The cases are rising in 17 states including California, Texas, Florida and North Carolina. Due to the recent protests, we are concerned about the number of infections that will spike up. Medical experts have warned that dousing crowds with teargas and pepper spray will accelerate the spread of coronavirus as mass demonstrations against police brutality rage on, raising concerns that police tactics could worsen a pandemic that has already taken a disproportionate toll on black and brown Americans.

Surgical grade N95 respirators offer the highest level of protection against Covid-19 infection, followed by surgical grade masks. People with blood type group A have a significantly higher risk for acquiring the coronavirus disease compared with non-A blood groups, according to a study conducted. On the vaccine front, there are over 17 companies in the race and most likely we will have good news from the makers, said Dr.Tung. He also condemned the recent police brutalities and death of George Floyd in Minneapolis.

Jody David Armour is the Roy P. Crocker Professor of Law at the University of Southern California. He has been a member of the faculty since 1995. Armour’s expertise ranges from personal injury claims to claims about the relationship between racial justice, criminal justice, and the rule of law. Armour studies the intersection of race and legal decision making as well as torts and tort reform movements. He explained the much-needed law enforcement reform. He discussed how Black lives don’t matter in this Country right from its inception and called for change and accountability at all levels.

John C. Yang is the president and executive director of Asian Americans Advancing Justice | AAJC. At Advancing Justice, John leads the organization’s efforts to fight for civil rights and empower Asian Americans to create a more just America for all through public policy advocacy, education, and litigation. “We’ve collected over 2,000 self-reported incidents of hate against the Asian American community in the last two months alone,” Yang said.  Racism and racial attacks can be equally deadly and dangerous to humanity as much as the virus itself. In a globalized world, it needs the cooperation and collective efforts of individuals, discussions within communities, civil society groups, governments and international institutions to fight against the invisible deadly viruses, including the coronavirus, said John.

Thomas A. Saenz, President and General Counsel of MALDEF (Mexican American Legal Defense and Educational Fund), which has, for over 51 years now, worked to promote the civil rights of all Latinos living in the United States. He spoke on the issues faced by the Latinos communities during the pandemic.
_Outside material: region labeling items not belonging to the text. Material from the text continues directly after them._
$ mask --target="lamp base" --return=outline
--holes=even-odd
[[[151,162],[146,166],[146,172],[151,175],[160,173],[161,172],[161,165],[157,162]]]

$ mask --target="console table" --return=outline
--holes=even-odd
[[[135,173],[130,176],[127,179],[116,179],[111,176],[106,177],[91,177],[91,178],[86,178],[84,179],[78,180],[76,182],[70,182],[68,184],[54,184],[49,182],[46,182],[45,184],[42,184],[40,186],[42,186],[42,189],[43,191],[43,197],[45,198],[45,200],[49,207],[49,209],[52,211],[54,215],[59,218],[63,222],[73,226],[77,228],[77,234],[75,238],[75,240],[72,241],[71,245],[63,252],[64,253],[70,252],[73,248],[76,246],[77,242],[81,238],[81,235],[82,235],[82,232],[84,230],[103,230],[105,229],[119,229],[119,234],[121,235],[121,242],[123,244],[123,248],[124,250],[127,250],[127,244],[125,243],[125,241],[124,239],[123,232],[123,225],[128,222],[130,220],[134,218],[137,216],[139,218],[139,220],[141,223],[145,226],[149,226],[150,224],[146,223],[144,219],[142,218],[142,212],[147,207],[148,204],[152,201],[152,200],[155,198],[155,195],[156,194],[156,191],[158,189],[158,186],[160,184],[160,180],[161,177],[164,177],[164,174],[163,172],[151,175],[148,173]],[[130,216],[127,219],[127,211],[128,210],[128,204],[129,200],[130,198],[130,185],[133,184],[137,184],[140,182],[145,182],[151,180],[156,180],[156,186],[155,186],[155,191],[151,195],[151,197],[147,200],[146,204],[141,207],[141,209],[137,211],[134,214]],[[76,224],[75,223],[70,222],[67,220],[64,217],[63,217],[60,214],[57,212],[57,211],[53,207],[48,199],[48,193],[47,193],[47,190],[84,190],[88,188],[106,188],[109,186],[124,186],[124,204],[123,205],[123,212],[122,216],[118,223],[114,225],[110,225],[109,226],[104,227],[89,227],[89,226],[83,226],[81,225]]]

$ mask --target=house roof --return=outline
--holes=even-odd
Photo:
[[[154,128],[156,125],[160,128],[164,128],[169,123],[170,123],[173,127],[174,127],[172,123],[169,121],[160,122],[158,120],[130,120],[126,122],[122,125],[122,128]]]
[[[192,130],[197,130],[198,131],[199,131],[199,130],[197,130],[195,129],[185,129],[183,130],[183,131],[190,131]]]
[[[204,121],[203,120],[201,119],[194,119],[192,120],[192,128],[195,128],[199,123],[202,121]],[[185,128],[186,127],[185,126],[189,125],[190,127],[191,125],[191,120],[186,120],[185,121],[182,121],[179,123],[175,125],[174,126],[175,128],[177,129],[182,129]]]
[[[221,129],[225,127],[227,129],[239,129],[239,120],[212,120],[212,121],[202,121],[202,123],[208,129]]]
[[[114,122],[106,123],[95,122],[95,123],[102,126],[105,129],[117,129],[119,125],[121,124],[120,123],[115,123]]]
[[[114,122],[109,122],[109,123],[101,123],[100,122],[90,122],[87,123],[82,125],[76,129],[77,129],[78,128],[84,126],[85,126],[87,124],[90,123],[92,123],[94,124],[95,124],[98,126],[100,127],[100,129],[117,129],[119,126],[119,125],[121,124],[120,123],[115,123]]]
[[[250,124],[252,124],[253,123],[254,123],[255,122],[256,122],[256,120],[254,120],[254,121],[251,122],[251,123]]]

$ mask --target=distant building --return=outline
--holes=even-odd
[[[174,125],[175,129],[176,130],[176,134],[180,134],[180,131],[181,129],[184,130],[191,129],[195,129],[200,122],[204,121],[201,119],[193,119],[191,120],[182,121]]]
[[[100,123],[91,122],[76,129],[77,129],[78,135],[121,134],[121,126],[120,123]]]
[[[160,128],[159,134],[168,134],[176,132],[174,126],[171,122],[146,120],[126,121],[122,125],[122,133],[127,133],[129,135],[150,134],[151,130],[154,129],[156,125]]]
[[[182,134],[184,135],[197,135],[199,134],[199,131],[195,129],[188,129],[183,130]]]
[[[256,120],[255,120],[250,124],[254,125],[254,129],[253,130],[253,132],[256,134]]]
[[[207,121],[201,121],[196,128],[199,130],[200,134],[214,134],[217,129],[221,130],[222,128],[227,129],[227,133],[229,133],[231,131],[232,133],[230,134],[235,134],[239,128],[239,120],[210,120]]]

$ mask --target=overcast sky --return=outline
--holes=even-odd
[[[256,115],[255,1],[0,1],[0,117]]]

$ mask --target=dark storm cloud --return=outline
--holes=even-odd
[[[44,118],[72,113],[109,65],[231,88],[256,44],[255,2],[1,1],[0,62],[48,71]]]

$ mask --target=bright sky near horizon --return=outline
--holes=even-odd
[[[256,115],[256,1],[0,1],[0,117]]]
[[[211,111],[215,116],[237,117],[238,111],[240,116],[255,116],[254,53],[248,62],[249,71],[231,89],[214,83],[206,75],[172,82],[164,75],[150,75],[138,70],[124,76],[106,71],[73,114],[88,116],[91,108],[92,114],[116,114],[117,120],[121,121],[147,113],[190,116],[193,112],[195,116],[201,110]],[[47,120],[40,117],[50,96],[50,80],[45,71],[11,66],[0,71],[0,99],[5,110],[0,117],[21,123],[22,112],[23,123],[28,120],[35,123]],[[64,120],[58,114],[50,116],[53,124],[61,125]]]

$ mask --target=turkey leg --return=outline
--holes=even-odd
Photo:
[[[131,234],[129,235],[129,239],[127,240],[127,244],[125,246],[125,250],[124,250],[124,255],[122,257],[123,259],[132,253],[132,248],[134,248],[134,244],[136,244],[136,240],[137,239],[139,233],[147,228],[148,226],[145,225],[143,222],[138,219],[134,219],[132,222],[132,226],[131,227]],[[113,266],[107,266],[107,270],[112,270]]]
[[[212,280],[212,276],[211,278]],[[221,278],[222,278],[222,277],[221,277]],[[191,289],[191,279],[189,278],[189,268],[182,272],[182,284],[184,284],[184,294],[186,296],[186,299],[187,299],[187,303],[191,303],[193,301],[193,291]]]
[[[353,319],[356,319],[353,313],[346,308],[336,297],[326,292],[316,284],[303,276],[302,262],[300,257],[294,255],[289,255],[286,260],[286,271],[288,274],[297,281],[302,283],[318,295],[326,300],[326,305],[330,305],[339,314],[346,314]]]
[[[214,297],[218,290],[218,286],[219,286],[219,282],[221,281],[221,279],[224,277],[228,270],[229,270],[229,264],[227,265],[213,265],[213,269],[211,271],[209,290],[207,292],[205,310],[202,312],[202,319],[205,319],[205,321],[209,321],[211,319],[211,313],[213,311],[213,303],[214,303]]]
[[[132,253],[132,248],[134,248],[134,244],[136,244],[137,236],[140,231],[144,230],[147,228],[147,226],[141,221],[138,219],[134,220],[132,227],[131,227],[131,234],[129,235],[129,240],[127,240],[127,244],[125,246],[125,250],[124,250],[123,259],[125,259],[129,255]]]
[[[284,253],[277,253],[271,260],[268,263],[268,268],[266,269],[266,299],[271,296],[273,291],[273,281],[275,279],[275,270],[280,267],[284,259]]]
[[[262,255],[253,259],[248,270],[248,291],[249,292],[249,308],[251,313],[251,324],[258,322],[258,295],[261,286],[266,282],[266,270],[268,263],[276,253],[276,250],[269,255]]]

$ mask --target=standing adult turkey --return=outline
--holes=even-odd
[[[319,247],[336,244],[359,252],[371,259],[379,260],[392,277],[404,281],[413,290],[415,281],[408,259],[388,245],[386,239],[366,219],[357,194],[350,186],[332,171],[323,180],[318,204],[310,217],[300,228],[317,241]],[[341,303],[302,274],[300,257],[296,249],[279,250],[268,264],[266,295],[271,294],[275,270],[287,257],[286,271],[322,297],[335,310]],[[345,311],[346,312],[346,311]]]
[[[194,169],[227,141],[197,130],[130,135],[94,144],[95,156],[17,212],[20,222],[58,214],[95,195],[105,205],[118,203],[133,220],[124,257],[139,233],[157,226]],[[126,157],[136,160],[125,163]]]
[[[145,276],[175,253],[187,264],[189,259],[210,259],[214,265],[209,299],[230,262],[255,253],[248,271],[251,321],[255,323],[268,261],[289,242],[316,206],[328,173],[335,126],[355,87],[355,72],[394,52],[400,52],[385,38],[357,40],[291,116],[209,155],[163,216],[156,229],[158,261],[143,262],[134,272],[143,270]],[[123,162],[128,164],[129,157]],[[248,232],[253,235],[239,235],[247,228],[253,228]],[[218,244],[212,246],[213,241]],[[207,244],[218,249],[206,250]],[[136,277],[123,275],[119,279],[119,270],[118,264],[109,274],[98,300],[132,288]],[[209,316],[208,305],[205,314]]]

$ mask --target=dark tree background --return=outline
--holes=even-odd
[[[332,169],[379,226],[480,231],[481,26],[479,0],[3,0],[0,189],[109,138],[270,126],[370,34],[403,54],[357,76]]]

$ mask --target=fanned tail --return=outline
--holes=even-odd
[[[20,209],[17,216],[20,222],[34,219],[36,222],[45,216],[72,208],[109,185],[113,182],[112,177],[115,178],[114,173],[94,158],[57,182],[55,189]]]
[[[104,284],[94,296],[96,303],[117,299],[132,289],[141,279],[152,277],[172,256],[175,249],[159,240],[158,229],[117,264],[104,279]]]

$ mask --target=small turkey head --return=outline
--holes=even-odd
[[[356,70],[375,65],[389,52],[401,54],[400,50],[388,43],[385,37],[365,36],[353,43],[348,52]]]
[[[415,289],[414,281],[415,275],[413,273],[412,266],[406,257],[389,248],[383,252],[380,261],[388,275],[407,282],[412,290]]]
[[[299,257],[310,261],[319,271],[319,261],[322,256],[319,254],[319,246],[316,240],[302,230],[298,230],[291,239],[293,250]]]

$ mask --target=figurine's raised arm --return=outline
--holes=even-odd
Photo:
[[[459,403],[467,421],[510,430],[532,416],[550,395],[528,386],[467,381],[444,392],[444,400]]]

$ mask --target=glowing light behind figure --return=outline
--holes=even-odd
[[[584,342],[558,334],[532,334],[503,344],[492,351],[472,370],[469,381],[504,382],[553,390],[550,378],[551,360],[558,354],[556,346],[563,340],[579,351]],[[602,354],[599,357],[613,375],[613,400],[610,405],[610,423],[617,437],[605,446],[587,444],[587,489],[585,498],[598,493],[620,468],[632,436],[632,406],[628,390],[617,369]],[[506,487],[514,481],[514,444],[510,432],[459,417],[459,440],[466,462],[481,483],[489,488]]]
When things get to normal, it will be white Americans who would be hired and the others will have to wait, said Thomas. He urged everyone to prevent these long-term effects. He also emphasized on the importance of Census.  “Heightened distrust in elements of the federal government is a threat to our nation’s ability to secure an accurate census, which is so critical to our democracy’s next decade,” said Thomas.

If strong measures are not implemented, the virus of racism will inherently remain in the mindsets of people, which can be a threat to peace, stability and solidarity of the society and the larger humanity.